According to data analysed from 2015 to 2017 by San Francisco Chronicle, Wipro saw a 52.4% drop in number of visa applications filed by the company over the three-year period while TCS reported a 18.3% decline and Infosys saw 38.1% reduction. Wipro applied for only 5,812 visa applications for engineers to work in the US in 2017, while TCS applied for 13,537 and Infosys filed for 20,587 applications, according to data gathered from US Department of Labour by the US daily.
This decline in number of visa applications mirrors the commentary from each of the IT firms. Wipro, for example, claims that over 55 percent of the 13,000 people employed by the company in the US are local American citizens.
“Indian consulting firms, which have been accused of flooding the system with applications, have dramatically reduced their filings. Foreign nationals are exhibiting new reluctance to make the jump to a US company,” the paper said as the process for filing H-1B visa application for the 2019 fiscal beginning 1 October, started on 2 April.
Still, since the decline in number of applications made by Indian IT firms was most in the last year, the paper noted that the Trump administration’s hard-line anti-immigration stance is taking its toll.
The H-1B visa is a non-immigrant visa that allows US companies to employ foreign workers in speciality occupations that require theoretical or technical expertise.
Envoy Global, a technology-oriented immigration services provider, reports that 26% of employers it surveyed have had to delay projects, and 22% of them have relocated work overseas as a result of the current uncertainties in the US immigration system, San Francisco Chronicle said.
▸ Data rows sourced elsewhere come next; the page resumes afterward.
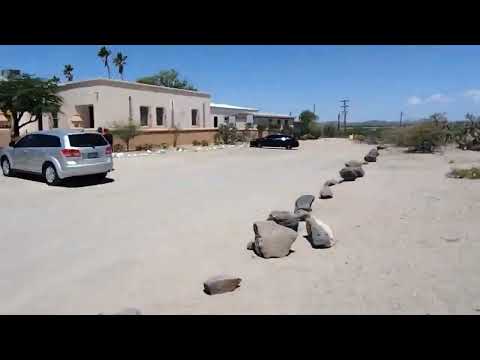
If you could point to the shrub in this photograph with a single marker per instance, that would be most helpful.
(421, 137)
(329, 130)
(360, 138)
(307, 137)
(118, 148)
(315, 129)
(287, 130)
(472, 173)
(227, 134)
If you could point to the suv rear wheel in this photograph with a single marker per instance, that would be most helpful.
(50, 175)
(6, 169)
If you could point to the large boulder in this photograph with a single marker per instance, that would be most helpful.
(370, 157)
(330, 182)
(320, 235)
(348, 174)
(272, 240)
(221, 284)
(326, 193)
(304, 202)
(284, 218)
(353, 163)
(373, 152)
(358, 171)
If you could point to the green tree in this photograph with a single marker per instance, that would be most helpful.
(306, 118)
(126, 132)
(103, 54)
(68, 72)
(168, 78)
(120, 61)
(28, 95)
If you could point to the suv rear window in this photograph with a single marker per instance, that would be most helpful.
(87, 140)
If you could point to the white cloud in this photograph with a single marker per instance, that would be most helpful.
(438, 98)
(435, 98)
(474, 94)
(414, 100)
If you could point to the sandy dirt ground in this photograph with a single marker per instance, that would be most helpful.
(408, 237)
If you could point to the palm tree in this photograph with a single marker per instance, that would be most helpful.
(68, 72)
(103, 54)
(120, 62)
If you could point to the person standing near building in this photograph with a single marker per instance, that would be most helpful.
(108, 136)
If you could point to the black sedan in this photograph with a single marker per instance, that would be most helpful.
(277, 140)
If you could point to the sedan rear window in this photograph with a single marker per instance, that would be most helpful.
(87, 140)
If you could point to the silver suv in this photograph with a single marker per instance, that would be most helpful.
(58, 154)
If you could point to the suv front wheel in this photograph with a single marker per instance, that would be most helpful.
(50, 175)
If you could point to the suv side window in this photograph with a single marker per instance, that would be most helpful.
(26, 141)
(47, 141)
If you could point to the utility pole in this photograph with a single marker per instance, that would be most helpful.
(344, 107)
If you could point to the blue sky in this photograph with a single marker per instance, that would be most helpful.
(380, 81)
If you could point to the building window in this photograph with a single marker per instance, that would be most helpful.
(55, 120)
(194, 117)
(144, 115)
(160, 116)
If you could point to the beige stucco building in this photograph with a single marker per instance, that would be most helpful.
(166, 115)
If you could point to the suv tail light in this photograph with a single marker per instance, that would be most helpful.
(70, 152)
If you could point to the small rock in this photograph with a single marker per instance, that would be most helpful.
(301, 214)
(272, 240)
(326, 193)
(221, 284)
(304, 202)
(126, 311)
(348, 174)
(353, 163)
(358, 171)
(330, 182)
(284, 218)
(320, 234)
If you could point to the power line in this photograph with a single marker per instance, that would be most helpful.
(344, 107)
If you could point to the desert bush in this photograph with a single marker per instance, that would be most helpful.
(287, 130)
(329, 130)
(360, 138)
(307, 137)
(315, 129)
(425, 136)
(472, 173)
(118, 148)
(227, 134)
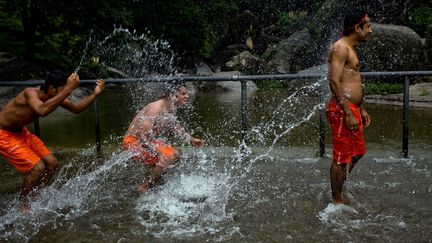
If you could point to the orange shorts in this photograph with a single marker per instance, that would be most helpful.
(346, 143)
(23, 149)
(145, 155)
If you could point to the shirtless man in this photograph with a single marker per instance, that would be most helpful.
(26, 152)
(154, 121)
(345, 111)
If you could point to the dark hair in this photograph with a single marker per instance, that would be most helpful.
(56, 78)
(173, 85)
(352, 19)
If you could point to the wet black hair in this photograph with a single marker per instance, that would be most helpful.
(173, 85)
(352, 19)
(56, 78)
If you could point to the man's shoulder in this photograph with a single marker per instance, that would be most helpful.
(339, 44)
(153, 108)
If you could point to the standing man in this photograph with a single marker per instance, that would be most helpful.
(26, 152)
(345, 111)
(146, 135)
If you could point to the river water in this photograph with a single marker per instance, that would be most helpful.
(280, 192)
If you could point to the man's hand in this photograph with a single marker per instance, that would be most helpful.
(351, 122)
(100, 86)
(365, 117)
(197, 142)
(73, 81)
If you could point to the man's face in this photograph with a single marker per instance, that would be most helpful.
(181, 96)
(365, 31)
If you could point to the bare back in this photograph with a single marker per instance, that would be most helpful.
(344, 73)
(152, 120)
(18, 113)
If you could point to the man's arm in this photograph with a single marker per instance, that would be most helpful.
(84, 103)
(365, 116)
(44, 108)
(187, 137)
(339, 55)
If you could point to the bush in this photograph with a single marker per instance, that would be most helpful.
(383, 88)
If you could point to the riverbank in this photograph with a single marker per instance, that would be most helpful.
(420, 95)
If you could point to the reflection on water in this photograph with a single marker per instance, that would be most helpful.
(279, 193)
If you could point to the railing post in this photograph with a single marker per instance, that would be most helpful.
(244, 111)
(97, 125)
(36, 127)
(405, 119)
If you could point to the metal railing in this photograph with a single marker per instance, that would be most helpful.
(407, 75)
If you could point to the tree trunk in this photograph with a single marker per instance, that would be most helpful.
(29, 24)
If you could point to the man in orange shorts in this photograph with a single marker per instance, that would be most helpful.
(26, 152)
(345, 111)
(144, 136)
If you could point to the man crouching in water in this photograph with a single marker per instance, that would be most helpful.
(25, 151)
(144, 135)
(345, 111)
The daily argued that study after study has shown that foreign-born workers are good for the US economy and good for US-born workers.
“When companies are allowed to hire the workers with the best skills for the job—regardless of where those workers happen to have been born—their increased competitiveness boosts all the industries around them,” it said.
According to The Wall Street Journal, evidence suggests market demand for H-1B visas is ebbing. Daniel Culbertson, economist at Indeed Hiring Lab, says “searches related to the H-1B visa, as a share of all searches on Indeed.com, have consistently declined through 2017 and into 2018. In February 2018, searches for H-1B as a share of all searches on our site are down nine percent from the 2017...This also marks the thirteenth consecutive month of year-over-year declines. The decreased interest in H-1B related work from job seekers is a trend, not a temporary shift in preferences,” he added.
The Wall Street Journal said corporations continue to struggle with a paradoxical labour market where 548,000 tech jobs remain open while unemployment in the technology sector hovers below full employment levels.
“There are lots of jobs, but not enough workers to fill them,” it said.